The City Opera House is located at 106–112 Front Street in Traverse City, Michigan. It was designated a Michigan State Historic Site in 1971 and listed on the National Register of Historic Places in 1972.

==History==
In 1891, entrepreneurs Perry Hannah, Charles Wilhelm, Tony Bartok, and Frank Votruba owned the property where the opera house now stands. They hired architect E. R. Prall of Pontiac, Michigan, to design this structure, and builder John Wilhelm to construct it. At the time of construction, it was the first building in Traverse City to use electric lights. The City Opera House provided a 1200-seat performance space for traveling artists as well as a perfect setting for formal balls, such as an Installation Ball held in 1892.

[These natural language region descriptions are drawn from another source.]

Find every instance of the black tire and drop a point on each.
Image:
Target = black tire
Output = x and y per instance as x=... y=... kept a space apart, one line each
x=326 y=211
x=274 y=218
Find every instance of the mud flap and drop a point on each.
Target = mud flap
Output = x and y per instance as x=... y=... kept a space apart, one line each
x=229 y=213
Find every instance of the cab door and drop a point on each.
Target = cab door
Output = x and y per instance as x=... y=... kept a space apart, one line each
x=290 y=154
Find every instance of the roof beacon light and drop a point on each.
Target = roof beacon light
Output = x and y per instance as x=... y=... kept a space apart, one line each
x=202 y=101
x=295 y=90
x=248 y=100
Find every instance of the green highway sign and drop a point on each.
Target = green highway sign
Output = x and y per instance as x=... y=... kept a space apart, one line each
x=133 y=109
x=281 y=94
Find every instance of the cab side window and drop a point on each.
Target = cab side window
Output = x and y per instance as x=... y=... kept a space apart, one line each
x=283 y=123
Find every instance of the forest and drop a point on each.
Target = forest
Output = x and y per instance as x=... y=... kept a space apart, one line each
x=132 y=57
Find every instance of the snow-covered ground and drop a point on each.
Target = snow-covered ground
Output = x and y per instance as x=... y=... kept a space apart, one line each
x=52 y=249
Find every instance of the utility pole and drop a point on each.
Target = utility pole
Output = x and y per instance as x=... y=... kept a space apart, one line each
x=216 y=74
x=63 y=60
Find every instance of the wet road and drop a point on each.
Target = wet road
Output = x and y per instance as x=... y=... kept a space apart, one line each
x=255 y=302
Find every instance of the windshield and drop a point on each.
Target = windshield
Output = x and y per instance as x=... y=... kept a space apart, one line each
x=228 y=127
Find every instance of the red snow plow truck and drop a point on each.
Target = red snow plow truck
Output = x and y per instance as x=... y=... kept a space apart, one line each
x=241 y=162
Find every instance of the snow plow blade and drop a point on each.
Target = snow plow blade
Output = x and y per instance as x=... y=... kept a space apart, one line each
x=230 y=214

In 1920, a local movie house leased the building and shuttered it to eliminate competition. it was leased through the 1940s, and remained closed until 1985. In 1978, work began to raise money for restoration. In 1980, the owners gave the structure to the city, and restoration work began in 1985. In 2005, the bulk of a 30-year and $8.5 million restoration was completed.

==Description==
The City Opera House is a square, three-story building constructed of red brick. It measures 110 ft on each side. The ground floor houses commercial tenants; the opera house proper is located on the upper floors. Since completion of the restoration, the City Opera house has seating for 710 people, arches with trompe-l'œil clouds and a dome ornamented with angelic putti, a two-story oriel window, an acoustic stage shell, modern theatre rigging, and complete facilities for catered events.